A story has three obvious structural
parts: beginning, middle, and ending. What is not obvious - yet is absolutely
critical - is learning exactly what story elements must be written under each
of those segments. Those can be simplified by using three words beginning with
the letter 'O'.
What is not obvious, yet critical, is what
story elements must be under each of those segments. Those can be simplified by
using three words beginning with the letter 'O'.
The first letter 'O' comes in the
beginning of a story and stands for Objective. The likeable, motivated, but
flawed main character wants something for good reason.
The second letter 'O' comes in the long
middle of a story and stands for Obstacles. Those are the problems the main
character must overcome in order to achieve his goal.
The third letter 'O' comes in the short
ending of the story and stands for Outcome: It tells how the main character
achieves the Objective or fails after valiantly trying.
Now, I'll illustrate that with a story I
wrote called "Shark Pit".
The story opens in California with 12-year old Josh Ladd
encountering a stranger who shows him a photograph of Josh's father. The man
claims he's looking for him because he's an old army buddy.
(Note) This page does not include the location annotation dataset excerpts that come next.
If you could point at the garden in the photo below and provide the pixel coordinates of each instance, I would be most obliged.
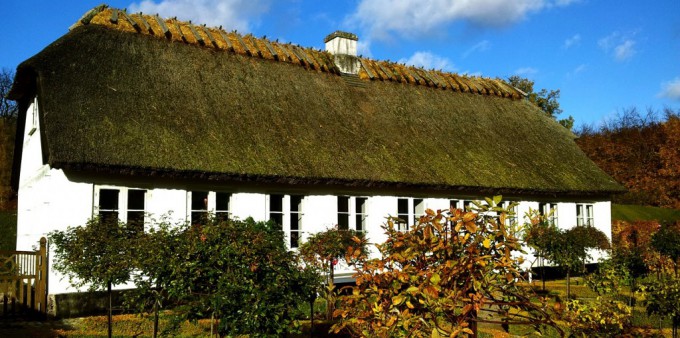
(455, 273)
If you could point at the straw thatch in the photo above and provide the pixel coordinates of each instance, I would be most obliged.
(125, 100)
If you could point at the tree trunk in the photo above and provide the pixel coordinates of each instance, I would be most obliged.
(110, 310)
(311, 316)
(543, 272)
(329, 296)
(155, 311)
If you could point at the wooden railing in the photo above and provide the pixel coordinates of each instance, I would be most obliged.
(23, 282)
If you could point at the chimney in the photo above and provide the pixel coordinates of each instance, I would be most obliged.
(343, 46)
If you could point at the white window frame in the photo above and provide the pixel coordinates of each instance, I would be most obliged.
(546, 209)
(415, 207)
(585, 214)
(211, 207)
(122, 201)
(356, 217)
(511, 220)
(287, 213)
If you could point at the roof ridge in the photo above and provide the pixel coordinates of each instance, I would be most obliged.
(309, 58)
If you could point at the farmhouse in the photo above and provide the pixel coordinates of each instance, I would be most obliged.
(137, 117)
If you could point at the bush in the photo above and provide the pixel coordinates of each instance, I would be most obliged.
(433, 279)
(600, 318)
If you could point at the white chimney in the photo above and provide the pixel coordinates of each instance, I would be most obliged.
(343, 46)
Josh knows that's a
lie because his father was never in the army. Josh also sees a hand-drawn map
when the stranger accidentally drops it.
The mystery develops at home when Josh
learns that his father has a writing assignment for a magazine and a special
map to visit Hawaii
in search of some priceless hidden treasures. Josh recognizes that his father's
map is identical to the one the stranger dropped. Josh's Objective is to go
with his father because Tank Catlett, Josh's best friend, now lives in Hawaii.